前言:由于工作需要,需要Python检查XML数据是否匹配,故记录解决过程
0 开始之前
-
一份XML文件(manager.xml)
<?xml version="1.0" encoding="UTF-8"?> <package version="1.0.0.0"> <supported_operating_systems> <!-- release使用uname -r读取 --> <supported_operating_system platform="64" major="0" minor="0" sr="OEM" release="3.10.0-957.el7.x86_64 " name="Red Hat Enterprise Linux Server release 7.6 (Maipo)"/> <supported_operating_system platform="64" major="0" minor="0" sr="OEM" release="3.10.0-957.el7.x86_64" name="CentOS Linux release 7.6.1810 (Core)"/> </supported_operating_systems> <component_name_cn>Driver_Redhat7.6</component_name_cn> <component_support_system> <supported_operating_system platform="64" major="0" minor="0" sr="OEM" release="3.10.0-957.el7.x86_64" name="Red Hat Enterprise Linux Server release 7.6 (Maipo)"/> <supported_operating_system platform="64" major="0" minor="0" sr="OEM" release="3.10.0-957.el7.x86_64" name="CentOS Linux release 7.6.1810 (Core)"/> </component_support_system> </package> -
一份JSON文件(new_operating.json)
{ "Redhat7.6": [ { { "platform": "64", "major": "0", "minor": "0", "sr": "OEM", "release": "3.10.0-957.el7.x86_64", "name": "Red Hat Enterprise Linux Server release 7.6 (Maipo)" }, { "platform": "64", "major": "0", "minor": "0", "sr": "OEM", "release": "3.10.0-957.el7.x86_64", "name": "CentOS Linux release 7.6.1810 (Core)" } } ] }
1 源码
# coding=utf-8
import xml.dom.minidom
import operator
import json
dom = xml.dom.minidom.parse('manager.xml')
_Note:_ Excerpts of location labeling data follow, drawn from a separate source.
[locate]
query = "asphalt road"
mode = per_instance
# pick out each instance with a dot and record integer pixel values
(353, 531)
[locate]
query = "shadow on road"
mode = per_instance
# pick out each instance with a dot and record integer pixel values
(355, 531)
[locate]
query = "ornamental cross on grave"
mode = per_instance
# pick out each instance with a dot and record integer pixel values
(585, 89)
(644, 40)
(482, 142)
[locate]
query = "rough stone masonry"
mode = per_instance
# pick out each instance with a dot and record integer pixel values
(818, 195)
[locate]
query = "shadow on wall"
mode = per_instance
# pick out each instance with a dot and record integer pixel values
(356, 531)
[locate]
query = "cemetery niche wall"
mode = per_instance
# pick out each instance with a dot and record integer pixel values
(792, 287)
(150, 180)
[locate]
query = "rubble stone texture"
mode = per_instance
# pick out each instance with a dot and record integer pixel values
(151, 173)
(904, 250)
root = dom.documentElement
# 这里的supported_operating_systems,component_support_system是为了取到子节点supported_operating_system的值,便于比较
supported_operating_systems = root.getElementsByTagName('supported_operating_systems')[0].getElementsByTagName(
'supported_operating_system')
component_support_system = root.getElementsByTagName('component_support_system')[0].getElementsByTagName(
'supported_operating_system')
component_description_cn = root.getElementsByTagName('component_description_cn')[0].childNodes[0]
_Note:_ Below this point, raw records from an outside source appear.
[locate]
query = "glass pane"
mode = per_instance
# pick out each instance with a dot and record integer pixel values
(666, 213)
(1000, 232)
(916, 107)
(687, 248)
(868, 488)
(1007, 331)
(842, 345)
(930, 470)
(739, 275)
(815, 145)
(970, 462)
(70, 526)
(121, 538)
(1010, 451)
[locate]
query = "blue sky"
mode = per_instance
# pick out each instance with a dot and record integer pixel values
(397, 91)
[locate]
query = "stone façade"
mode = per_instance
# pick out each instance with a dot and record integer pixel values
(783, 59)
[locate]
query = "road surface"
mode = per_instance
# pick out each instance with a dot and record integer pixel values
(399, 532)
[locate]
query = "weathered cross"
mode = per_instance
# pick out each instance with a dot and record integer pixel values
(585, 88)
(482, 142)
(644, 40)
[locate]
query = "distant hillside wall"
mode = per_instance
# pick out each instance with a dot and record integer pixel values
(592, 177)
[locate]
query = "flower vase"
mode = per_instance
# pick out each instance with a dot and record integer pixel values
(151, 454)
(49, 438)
file_path = r'new_operating.json'
def xml_self_compare(supported_operating_systems, component_support_system):
lis1 = []
lis2 = []
for i in supported_operating_systems:
lis1.append(sorted(i.attributes.items()))
for j in component_support_system:
lis2.append(sorted(j.attributes.items()))
return operator.eq(lis1, lis2)
#a = xml_self_compare(supported_operating_systems,component_support_system)
#print(a)
# 如果返回值为false,xml里的supported_operating_systems 和 supported_operating_system不一致,请检查是否存在空格或是属性顺序上下填写不一致
# 或是多写了
def xml_json_compare(supported_operating_systems, component_description_cn):
lis3 = []
lis4 = []
'''component_description_cn是一个标签对象,我们需要它标签里的文本值,即属性data'''
get_os = component_description_cn.data.split('_')[-1]
with open(operating_json_path, encoding='utf-8') as fp:
data = json.load(fp)
for x in supported_operating_systems:
lis3.append(sorted(x.attributes.items()))
for y in data[get_os]:
lis4.append(sorted(y.items()))
return operator.eq(lis3, lis4)
#b = xml_json_compare(supported_operating_systems, component_description_cn)
#print(b)
# 如果返回值为false,json文件里的supported_operating_system和xml里的supported_operating_systems不一致,请检查是否存在空格或是属性顺序上下填写不一致
# 或是多写了
2 期间遇到的问题
Q1: 从XML读取指定数据后与json的数据进行比对,根据root.getElementsByTagName和遍历获取属性值,如下
os_support = root.getElementsByTagName('supported_operating_systems')[0].getElementsByTagName('supported_operating_system')
for i in os_support:
print(i.attributes.items())
#xml读取打印内容
[('platform', '64'), ('major', '0'), ('minor', '0'), ('sr', 'OEM'), ('release', '3.10.0-957.el7.x86_64 '), ('name', 'Red Hat Enterprise Linux Server release 7.6 (Maipo)')]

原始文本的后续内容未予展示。